Mutualism and antagonism: Ecological interactions among bark beetles, mites and fungi
1
Kier D. Klepzig, 1J.C. Moser, 2M.J. Lombardero, 2M.P. Ayres, and 2R.W. Hofstetter

USDA Forest Service, 2500 Shreveport Hwy, Pineville, LA 71360, USA.
E-Mail:
kklepzig/srs-pineville@fs.fed.us.
2
Dartmouth College, Hanover, New Hampshire USA.

Symbiosis may be defined as: "the acquisition and maintenance of one or more organisms by another that results in novel structures and (or) metabolism". Relationships among symbiotic organisms may change over time and ranges of resources. Other organisms may indirectly facilitate or interfere with these relationships. Interactions among bark beetles and their associated fungi and mites are complex examples of the manner in which symbioses change and are indirectly affected by other organisms. These complex relationships have been extensively studied in the southern pine beetle (SPB), a bark beetle that kills healthy living trees through mass colonization. The SPB is consistently associated with three main fungi. Two of these fungi (Ceratocystiopsis ranaculosus and Entomocorticium sp. A.) are carried in a specialized structure (mycangium) in female SPB. The third fungus is carried phoretically on the exoskeleton. Both C. ranaculosus and Entomocorticium sp. A are also carried by phoretic mites of SPB. Due to the effects of these fungi on SPB larval development, their competitive interactions have significant implications. The two mycangial fungi provide nutrition to developing larvae, while the phoretic fungus interferes with larval development. These interactions appear to be mediated by phoretic mites which have mutualistically symbiotic relationships with the SPB associated fungi they vector. The multiple interdependencies in this system provide novel opportunities for control of, and further research on, this damaging forest pest complex.

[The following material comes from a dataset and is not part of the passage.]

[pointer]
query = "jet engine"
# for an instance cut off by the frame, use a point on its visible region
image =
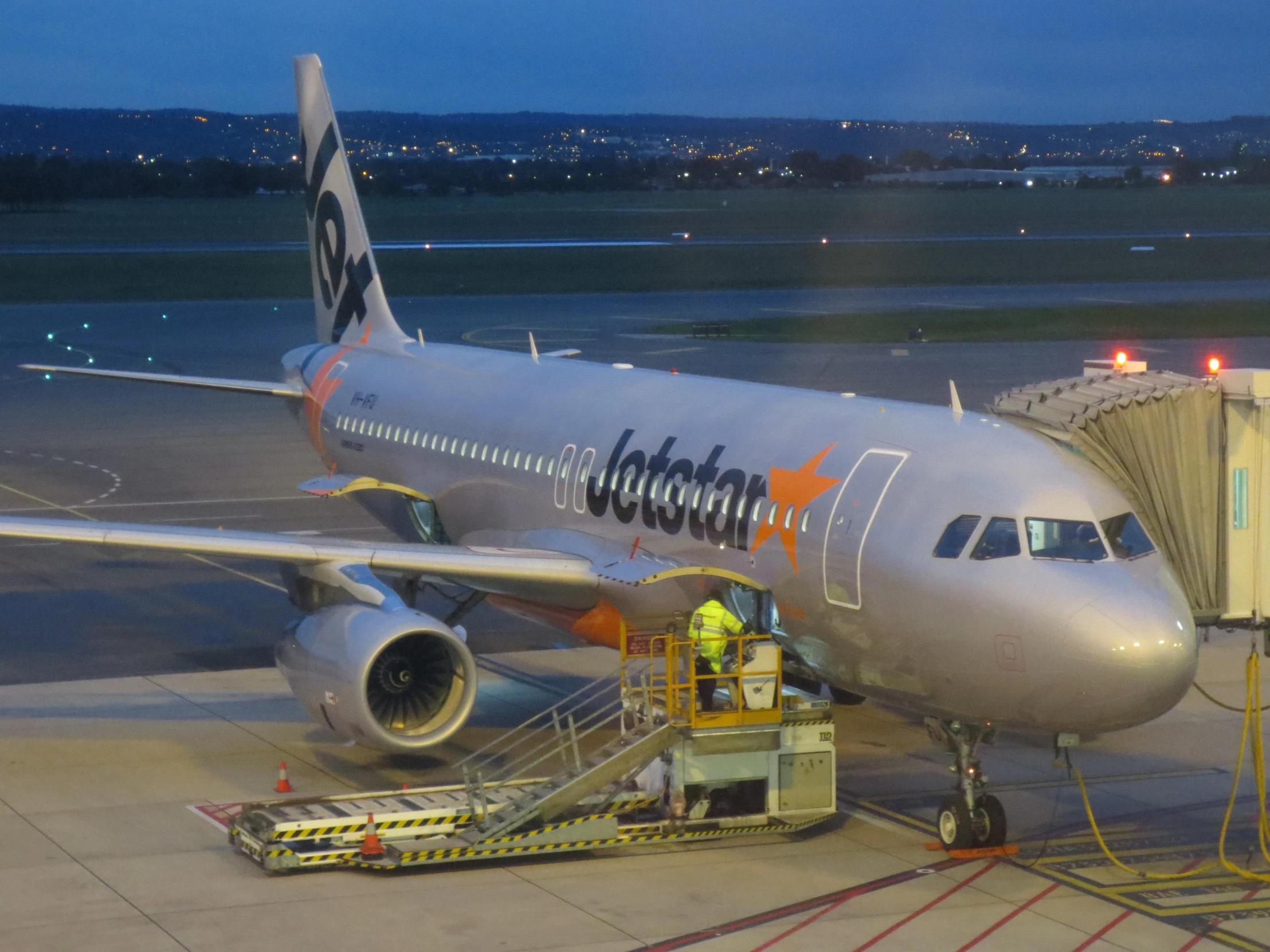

Disease complexes, marram grass degeneration and sand dune succession
Wim H. van der Putten

Netherlands Institute of Ecology NIOO-CTO PO.Box 40 6666 ZH Heteren, the Netherlands.
E-Mail:
putten@cto.nioo.knaw.nl

The role of soil-borne diseases in the spatio-temporal dynamics of natural vegetation is receiving increasing attention of ecologists. In natural vegetation, disease phenomena are often less pronounced than in agro-ecosystems. I will start with a brief overview of examples of soil-borne diseases thus far known. Then, I will continue with an overview of research on coastal sand dunes and soil-borne diseases contributing to succession.

In coastal foredunes, thus far, we assume that soil-borne disease complexes consist of combinations of plant-parasitic nematodes and plant-pathogenic fungi. Both surveys, selective elimination studies and inoculation trials have been carried out and results will be discussed. New results and plans for future developments in our research will be presented concerning possible contributions of plant parasitic nematodes to the functioning of natural soil disease complexes. Finally, we may discuss possible interactions and synergism of phytopathology studies in agro-ecosystems and those in natural vegetation.